On April 22, 2009, she became the first person to be awarded a Nobel Prize for reaching 100 years of age.
Her eyesight was already poor and she needed her secretary to use the Internet, one of her favorite tools, but she retained vitality, irony and lucidity.
She used to say to her relatives: “When I can no longer think, I want them to help me die with dignity“.
On that occasion, Rita Levi told reporters: “At one hundred years old, I have a mind that is superior to what I had at 20, thanks to experience“.
Death of Rita Levi Montalcini
On December 30, 2012, the day of her death in Rome at age 103, the media from around the world emphasized her scientific work and her efforts to contribute to the training of young women.
Awards and honors awarded to Rita Levi
- 1968: she was the tenth woman chosen as a member of the United States National Academy of Sciences.
- 1983: Together with Stanley Cohen and Viktor Hamburger, she received the Louisa Gross Horwitz Prize in Biology and Biochemistry from Columbia University.
- 1986: Nobel Prize in Physiology or Medicine, together with Stanley Cohen.

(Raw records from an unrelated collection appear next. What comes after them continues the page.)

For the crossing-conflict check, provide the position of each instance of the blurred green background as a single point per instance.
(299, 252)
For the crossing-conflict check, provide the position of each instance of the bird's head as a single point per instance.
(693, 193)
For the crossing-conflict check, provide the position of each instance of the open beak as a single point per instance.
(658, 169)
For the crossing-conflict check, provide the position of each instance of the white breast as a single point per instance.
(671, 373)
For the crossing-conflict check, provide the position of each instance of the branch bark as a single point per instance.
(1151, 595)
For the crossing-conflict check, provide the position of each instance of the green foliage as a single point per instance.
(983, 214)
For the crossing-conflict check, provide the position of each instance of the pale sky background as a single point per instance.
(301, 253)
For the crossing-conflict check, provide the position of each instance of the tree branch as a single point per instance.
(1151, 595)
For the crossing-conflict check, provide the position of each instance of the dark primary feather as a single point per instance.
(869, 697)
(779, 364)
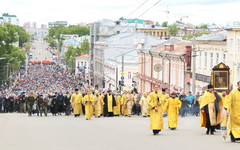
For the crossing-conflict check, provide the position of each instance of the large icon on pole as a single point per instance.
(220, 77)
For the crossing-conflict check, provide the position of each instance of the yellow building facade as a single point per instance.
(233, 40)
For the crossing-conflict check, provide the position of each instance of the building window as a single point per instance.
(217, 58)
(211, 60)
(205, 60)
(224, 58)
(129, 75)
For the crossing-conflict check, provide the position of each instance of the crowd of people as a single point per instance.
(50, 89)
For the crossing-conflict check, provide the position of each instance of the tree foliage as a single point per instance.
(9, 36)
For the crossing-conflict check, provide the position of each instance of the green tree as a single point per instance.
(165, 24)
(11, 53)
(51, 42)
(27, 46)
(173, 30)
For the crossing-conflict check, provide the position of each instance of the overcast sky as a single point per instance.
(76, 11)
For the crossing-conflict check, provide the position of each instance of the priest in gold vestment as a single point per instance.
(155, 106)
(210, 112)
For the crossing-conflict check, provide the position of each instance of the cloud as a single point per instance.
(75, 11)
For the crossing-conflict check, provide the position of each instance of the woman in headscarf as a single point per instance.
(144, 105)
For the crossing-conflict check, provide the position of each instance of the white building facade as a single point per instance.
(12, 19)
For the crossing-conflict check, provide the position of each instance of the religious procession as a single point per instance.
(48, 89)
(216, 109)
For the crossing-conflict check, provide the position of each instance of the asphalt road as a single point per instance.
(19, 132)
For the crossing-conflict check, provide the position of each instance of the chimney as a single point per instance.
(169, 47)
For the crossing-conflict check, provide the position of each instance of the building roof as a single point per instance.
(7, 15)
(150, 27)
(179, 48)
(127, 44)
(220, 36)
(83, 56)
(133, 20)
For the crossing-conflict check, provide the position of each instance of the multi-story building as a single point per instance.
(6, 18)
(118, 54)
(211, 50)
(233, 44)
(57, 23)
(159, 32)
(106, 28)
(174, 63)
(34, 30)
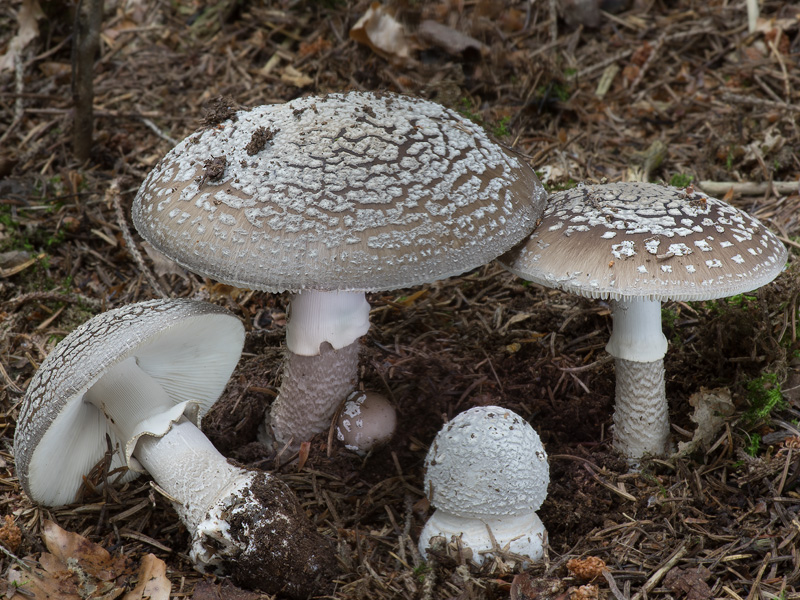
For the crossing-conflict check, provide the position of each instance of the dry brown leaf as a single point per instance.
(153, 582)
(76, 569)
(383, 34)
(28, 16)
(450, 40)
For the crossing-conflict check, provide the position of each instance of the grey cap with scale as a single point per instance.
(642, 240)
(357, 191)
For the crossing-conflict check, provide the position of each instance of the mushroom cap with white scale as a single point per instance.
(487, 470)
(638, 244)
(142, 376)
(330, 197)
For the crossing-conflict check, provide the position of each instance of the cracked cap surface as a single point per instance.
(356, 191)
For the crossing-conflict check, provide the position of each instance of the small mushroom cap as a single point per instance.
(642, 240)
(359, 191)
(366, 420)
(487, 462)
(190, 348)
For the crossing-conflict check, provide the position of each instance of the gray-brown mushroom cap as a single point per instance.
(648, 241)
(356, 191)
(189, 347)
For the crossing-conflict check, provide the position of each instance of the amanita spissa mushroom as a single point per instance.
(638, 244)
(143, 376)
(486, 473)
(331, 197)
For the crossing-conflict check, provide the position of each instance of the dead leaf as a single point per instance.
(76, 569)
(28, 16)
(710, 409)
(689, 581)
(153, 582)
(383, 34)
(450, 40)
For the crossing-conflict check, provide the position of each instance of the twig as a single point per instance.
(112, 194)
(751, 101)
(748, 188)
(656, 577)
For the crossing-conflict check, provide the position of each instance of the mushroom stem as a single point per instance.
(517, 534)
(189, 469)
(311, 390)
(315, 317)
(641, 415)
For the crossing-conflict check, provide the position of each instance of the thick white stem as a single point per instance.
(637, 333)
(311, 390)
(521, 534)
(189, 469)
(641, 414)
(134, 404)
(339, 318)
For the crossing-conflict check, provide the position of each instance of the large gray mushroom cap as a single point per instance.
(640, 240)
(189, 348)
(357, 191)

- 1987: National Medal of Science, highest recognition of the American scientific community.
- 1999: Appointed FAO Goodwill Ambassador, after creating a foundation dedicated to helping African women and girls study.
- 2000: appointed senator for life by the President of the Italian Republic Carlo Azeglio Ciampi.
- 2005: inaugurated in Rome the headquarters of the European Institute of Neuroscience.
- 2006: She was awarded an honorary doctorate in biomedical engineering at the Polytechnic of Turin, in her hometown.
- 2008: She received the degree of Doctor Honoris Causa from the Complutense University of Madrid.
- 2011: She was vested with an “honoris causa” doctor by McGill University.